The Government’s plans also involve foreign doctors working in the NHS only for an ‘interim period’ until more UK-trained doctors could take up those positions.
But Ms Robison said: ‘Medical professionals from outside this country have played a vital and valued part in our NHS for decades, and continue to do so, and their contribution should not be dismissed in this way.’
‘In Scotland we want the best and the brightest from around the world to stay, build their careers here and contribute to the economy and our society.’
She added that investing in the Scottish workforce was also very important and they had also announced additional medical student places.
The BMA welcomed the Scottish Government’s insistence that overseas doctors will continue to play an essential role in the NHS.
Chair of BMA Scotland Dr Peter Bennie said the idea that doctors from outside the UK are not needed is ‘simply nonsense’ and is an attitude that risks making the challenges facing the NHS significantly worse
‘In the midst of problems recruiting and retaining doctors to work in Scotland’s NHS, the last thing we need are for our valued colleagues from outside the UK to no longer feel they are welcome here.
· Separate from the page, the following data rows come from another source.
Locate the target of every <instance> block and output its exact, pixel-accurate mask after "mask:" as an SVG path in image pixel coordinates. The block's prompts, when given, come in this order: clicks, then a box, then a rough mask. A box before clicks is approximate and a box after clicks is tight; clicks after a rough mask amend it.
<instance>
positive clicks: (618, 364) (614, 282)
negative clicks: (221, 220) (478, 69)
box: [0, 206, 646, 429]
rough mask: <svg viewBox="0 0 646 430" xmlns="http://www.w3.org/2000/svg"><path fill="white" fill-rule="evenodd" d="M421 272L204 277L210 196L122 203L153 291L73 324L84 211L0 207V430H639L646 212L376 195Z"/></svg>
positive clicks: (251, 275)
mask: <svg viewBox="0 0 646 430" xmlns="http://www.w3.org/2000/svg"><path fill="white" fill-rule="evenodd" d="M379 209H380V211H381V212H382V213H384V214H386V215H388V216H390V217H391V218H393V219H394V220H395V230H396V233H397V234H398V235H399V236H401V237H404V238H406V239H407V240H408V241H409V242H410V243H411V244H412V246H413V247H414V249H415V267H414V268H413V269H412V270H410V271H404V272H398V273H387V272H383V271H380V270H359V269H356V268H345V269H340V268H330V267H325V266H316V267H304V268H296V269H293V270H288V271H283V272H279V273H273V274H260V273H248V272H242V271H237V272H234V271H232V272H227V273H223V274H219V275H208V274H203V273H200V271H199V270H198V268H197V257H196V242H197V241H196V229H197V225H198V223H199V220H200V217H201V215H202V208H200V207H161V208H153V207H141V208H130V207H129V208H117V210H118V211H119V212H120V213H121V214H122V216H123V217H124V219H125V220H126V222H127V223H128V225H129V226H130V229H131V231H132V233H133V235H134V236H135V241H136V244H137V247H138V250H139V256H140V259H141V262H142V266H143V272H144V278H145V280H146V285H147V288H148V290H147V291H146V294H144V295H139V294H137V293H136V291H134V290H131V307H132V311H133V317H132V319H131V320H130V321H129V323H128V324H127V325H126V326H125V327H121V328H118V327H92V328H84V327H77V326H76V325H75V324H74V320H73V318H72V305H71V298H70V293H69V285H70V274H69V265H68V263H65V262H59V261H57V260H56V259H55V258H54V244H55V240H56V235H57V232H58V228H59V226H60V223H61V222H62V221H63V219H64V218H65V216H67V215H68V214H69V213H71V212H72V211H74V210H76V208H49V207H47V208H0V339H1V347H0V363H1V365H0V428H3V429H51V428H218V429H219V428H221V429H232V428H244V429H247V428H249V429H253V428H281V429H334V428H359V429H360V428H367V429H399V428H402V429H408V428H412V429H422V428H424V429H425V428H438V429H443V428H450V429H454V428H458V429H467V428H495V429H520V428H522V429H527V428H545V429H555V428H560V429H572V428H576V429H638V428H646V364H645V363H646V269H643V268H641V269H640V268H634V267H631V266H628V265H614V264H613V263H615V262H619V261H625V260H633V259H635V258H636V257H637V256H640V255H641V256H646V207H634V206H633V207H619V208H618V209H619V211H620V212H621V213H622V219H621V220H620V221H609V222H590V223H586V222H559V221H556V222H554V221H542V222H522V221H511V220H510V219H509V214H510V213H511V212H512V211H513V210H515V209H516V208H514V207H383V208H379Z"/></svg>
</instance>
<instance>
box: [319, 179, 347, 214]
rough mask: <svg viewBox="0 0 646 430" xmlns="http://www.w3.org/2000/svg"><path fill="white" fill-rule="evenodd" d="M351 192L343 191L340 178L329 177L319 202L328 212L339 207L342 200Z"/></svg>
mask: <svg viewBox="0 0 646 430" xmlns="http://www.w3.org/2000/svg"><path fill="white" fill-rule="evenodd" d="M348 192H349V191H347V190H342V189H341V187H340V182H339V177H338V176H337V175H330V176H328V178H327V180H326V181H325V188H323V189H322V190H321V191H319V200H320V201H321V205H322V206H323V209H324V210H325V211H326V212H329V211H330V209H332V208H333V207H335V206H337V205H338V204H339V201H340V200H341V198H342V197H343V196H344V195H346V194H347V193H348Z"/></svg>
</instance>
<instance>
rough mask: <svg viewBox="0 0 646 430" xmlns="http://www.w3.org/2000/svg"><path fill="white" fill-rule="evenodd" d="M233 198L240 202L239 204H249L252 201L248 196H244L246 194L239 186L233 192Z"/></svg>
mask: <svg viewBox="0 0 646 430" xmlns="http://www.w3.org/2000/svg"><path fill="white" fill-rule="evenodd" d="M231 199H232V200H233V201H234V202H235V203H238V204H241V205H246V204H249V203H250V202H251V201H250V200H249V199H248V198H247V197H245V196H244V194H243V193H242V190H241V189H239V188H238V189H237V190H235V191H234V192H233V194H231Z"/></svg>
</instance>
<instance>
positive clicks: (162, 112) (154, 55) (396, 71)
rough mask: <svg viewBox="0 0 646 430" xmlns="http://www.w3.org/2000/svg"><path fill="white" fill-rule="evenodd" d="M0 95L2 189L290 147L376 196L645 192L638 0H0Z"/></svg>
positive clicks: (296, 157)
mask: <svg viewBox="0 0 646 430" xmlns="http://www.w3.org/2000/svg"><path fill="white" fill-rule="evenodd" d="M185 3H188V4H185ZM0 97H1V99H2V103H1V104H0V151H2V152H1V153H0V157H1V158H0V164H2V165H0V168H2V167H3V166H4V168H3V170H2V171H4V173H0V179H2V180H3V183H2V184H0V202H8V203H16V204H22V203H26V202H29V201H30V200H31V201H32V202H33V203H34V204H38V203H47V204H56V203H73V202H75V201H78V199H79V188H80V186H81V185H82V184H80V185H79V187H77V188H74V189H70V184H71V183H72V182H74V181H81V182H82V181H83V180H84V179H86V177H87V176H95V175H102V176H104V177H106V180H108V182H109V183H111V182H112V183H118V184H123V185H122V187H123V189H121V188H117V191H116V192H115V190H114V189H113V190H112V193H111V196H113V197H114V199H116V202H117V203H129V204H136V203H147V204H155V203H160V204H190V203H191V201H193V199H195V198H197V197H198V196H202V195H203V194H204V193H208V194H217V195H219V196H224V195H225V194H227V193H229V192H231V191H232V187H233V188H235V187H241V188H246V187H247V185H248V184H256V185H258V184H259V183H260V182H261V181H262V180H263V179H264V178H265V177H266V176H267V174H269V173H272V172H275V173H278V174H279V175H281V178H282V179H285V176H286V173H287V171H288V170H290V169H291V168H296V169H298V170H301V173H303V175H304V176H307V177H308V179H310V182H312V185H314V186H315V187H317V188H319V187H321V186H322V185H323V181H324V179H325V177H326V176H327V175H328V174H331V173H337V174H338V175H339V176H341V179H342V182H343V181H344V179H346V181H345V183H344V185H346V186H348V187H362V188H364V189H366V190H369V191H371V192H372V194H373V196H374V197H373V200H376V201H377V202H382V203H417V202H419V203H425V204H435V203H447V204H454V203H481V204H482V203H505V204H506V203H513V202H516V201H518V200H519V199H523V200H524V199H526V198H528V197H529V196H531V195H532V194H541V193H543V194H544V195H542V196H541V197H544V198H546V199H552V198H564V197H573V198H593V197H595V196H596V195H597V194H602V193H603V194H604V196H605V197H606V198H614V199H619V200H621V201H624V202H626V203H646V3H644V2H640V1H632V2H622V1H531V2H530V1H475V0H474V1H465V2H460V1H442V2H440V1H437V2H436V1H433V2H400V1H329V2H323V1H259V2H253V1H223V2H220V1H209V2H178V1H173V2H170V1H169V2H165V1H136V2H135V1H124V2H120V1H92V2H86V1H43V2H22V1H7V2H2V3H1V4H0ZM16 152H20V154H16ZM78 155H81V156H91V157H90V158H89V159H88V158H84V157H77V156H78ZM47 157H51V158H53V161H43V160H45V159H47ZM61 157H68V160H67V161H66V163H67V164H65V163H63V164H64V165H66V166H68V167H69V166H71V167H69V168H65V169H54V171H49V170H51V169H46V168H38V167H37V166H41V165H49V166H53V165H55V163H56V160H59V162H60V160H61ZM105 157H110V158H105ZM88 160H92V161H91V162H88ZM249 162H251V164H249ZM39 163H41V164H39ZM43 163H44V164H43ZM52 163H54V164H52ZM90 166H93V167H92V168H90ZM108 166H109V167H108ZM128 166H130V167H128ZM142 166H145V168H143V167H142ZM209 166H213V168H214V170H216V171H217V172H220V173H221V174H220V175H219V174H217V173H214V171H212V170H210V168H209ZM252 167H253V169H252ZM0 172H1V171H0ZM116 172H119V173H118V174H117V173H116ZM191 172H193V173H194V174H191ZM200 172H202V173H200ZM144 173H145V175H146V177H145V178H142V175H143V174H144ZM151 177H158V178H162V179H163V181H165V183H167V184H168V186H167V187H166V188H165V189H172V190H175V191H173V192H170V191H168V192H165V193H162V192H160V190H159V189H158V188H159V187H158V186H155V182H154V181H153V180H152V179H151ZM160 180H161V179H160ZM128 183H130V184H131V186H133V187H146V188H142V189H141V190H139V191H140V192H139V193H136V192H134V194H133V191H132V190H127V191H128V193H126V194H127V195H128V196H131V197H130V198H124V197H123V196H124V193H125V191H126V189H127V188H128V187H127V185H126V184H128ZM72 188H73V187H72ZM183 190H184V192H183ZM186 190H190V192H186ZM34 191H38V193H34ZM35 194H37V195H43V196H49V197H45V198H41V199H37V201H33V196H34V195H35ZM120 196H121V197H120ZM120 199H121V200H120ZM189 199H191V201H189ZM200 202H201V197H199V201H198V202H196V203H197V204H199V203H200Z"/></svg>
‘Without their contribution on our behalf, the NHS would face severe consequences and patient care would undoubtedly suffer.’
Primary care workforce figures for Scotland suggest the country is losing GPs at the rate of about one a week, with training places going unfilled.
Speaking at a health committee hearing last week, the BMA and RCGP said the staff shortages had reached a crisis point.
The RCGP has estimated that Scotland requires 830 whole time equivalent GPs to return to the level seen in 2009.
More training places are being funded along with ‘golden hellos’ of £20,000 for some hard to fill positions, although these have not been as successful as hoped in some regions.